Bacteriophages (phages) are all around us. They live in the soil, the oceans, even our gut. Roughly translating from Greek to mean “bacteria eater,” these tiny viruses have been used throughout history to combat bacterial infections, and are now being looked to as a secret weapon against antimicrobial resistance, which kills an estimated 1.27 million people a year.
Two of the leading minds in this race to harness the power of bacteriophages are at Unity Health Toronto: Dr. Gregory German, a Medical Microbiologist at St. Joseph’s Health Centre and Dr. Steffanie Strathdee, current Arthur Slutsky Scholar-in-Residence at Unity Health Toronto and Harold Simon Distinguished Professor in the University of California San Diego (UCSD) Department of Medicine.

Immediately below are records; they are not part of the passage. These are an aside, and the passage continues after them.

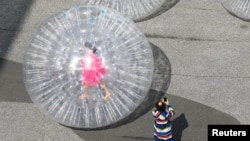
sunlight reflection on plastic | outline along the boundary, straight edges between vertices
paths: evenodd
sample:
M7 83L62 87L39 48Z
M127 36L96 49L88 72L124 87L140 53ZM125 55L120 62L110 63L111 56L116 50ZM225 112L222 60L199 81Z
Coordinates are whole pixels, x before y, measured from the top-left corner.
M23 65L26 88L42 111L88 129L133 112L153 75L144 34L118 12L97 6L74 7L44 22Z
M166 0L82 0L83 4L115 9L133 20L142 20L159 9Z
M237 17L250 21L250 0L223 0L222 5Z

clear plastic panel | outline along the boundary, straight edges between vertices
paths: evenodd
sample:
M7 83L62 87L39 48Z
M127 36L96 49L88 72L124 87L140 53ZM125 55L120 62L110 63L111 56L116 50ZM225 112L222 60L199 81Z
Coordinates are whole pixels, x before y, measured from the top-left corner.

They, like other researchers in this growing field, know that phage therapy could have a revolutionary impact not just on human health, but many other fields including veterinary medicine, agriculture, aquaculture, mining, and even prophylactic applications to prevent outbreaks of bacterial infections in settings where there is armed conflict or environmental disasters. There is even scientific literature on the promise of phage therapy in war zones, where they could be used as a counter-measure or prophylactic agent to biological terrorism.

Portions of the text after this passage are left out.